John Brantingham and Hannah Carr were married at Marlboro, 11th mo., 15, 1849, where their married life was mostly spent, with the exception of a few years when they lived in Iowa. When the M.M. at Marlboro was discontinued, they were attached to Upper Springfield M.M., (held at Damascus, Ohio); and he was acknowledged a Minister by that meeting 1st Mo., 27th, 1871. Many were his trials and provings, feeling that he was one of the very least; and I have heard him say he would gladly have given up his natural life, would that have been accepted instead of this more public service he felt was required of him. He labored much amongst our own meetings and members. In 1872 he obtained a minute to attend Philadelphia Y.M., and some of the meetings belonging thereto. Also, if way should open for it, to visit most, or all the families belonging to Sewickly M.M. within the compass of our own Y.M.
In 1874 he was liberated to visit nearly all of the meetings comprising Ohio Y.M., and to appoint some meetings among those of other religious societies, and if way opened nearly all the families composing Stillwater Q.M., and some other families and individuals.

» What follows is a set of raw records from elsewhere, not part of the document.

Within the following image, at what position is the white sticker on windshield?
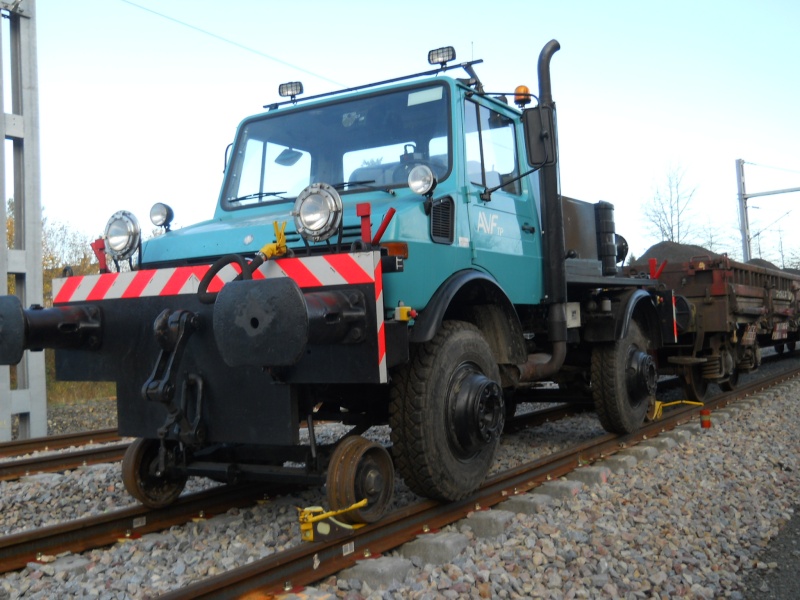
[408,85,444,106]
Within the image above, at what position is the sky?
[25,0,800,266]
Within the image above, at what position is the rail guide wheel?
[326,436,394,523]
[122,438,187,508]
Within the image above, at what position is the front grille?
[431,196,455,244]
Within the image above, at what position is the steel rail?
[160,369,800,600]
[0,428,121,458]
[0,485,278,573]
[0,442,130,481]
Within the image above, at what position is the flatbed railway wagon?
[0,40,673,522]
[627,252,800,401]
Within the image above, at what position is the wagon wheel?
[592,321,658,433]
[389,321,506,500]
[683,365,708,402]
[327,436,394,523]
[122,438,187,508]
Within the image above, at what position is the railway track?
[152,369,800,600]
[0,360,796,598]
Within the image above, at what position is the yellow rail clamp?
[297,498,367,542]
[647,400,703,421]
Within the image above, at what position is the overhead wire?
[120,0,347,87]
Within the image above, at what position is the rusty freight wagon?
[629,243,800,401]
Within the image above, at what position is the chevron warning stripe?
[53,252,388,382]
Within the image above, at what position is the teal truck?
[0,40,675,522]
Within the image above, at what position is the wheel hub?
[449,368,505,458]
[626,347,658,403]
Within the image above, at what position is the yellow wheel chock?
[647,400,703,421]
[297,498,367,542]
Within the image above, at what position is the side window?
[465,102,520,195]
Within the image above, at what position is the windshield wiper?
[228,192,288,202]
[333,179,395,196]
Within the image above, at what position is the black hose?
[197,254,264,304]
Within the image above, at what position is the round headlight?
[150,202,175,231]
[103,210,142,260]
[408,165,436,196]
[292,183,342,242]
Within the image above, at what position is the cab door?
[464,99,543,304]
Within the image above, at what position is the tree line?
[6,199,116,403]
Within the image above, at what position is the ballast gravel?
[0,381,800,600]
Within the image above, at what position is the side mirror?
[522,106,558,167]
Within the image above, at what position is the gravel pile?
[0,382,800,600]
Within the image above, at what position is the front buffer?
[13,251,394,521]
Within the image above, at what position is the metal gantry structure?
[736,158,800,262]
[0,0,47,441]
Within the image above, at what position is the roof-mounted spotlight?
[278,81,303,101]
[428,46,456,67]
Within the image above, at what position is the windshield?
[223,83,451,209]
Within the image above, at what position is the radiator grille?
[431,196,455,244]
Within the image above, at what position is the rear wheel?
[390,321,506,500]
[683,365,708,402]
[592,321,657,433]
[122,438,187,508]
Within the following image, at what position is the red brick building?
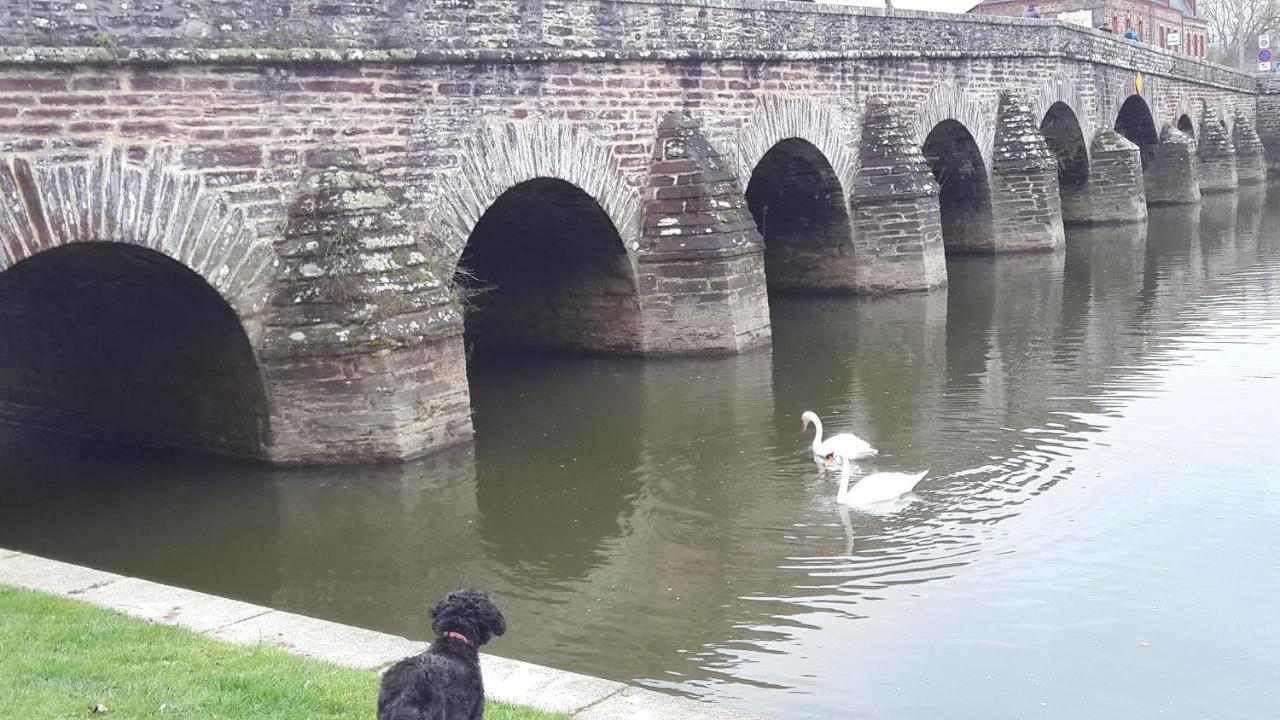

In 1882 he again obtained a minute from his M.M. to visit Philadelphia Y.M. and some of the meetings belonging thereto also to appoint some public meetings. In the same year he obtained a minute to attend all the meetings of Hickory Grove Quarterly Meeting and most of the families thereof, also to appoint meetings in Ohio, Indiana, and Iowa as Truth might open the way. 2nd mo., 23, 1882 he returned this minute, and informed that he had attended to the prospect as far as truth had opened the way to the peace of his own mind. That he attended nearly all the meetings composing the families of Hickory Grove Q.M. Our Friend Joseph Stratton, who accompanied him on more than one occasion wrote to those of us at home, after a very close exercise, "That he had proved himself a workman who need not be ashamed."
John Brantingham, a minister and member of Upper Springfield Monthly and Marlborough Particular Meeting, departed this life the 12th of 9th mo., 1884 in the 62nd year of his life. "Mark the perfect man and behold the upright for the end of that man is peace."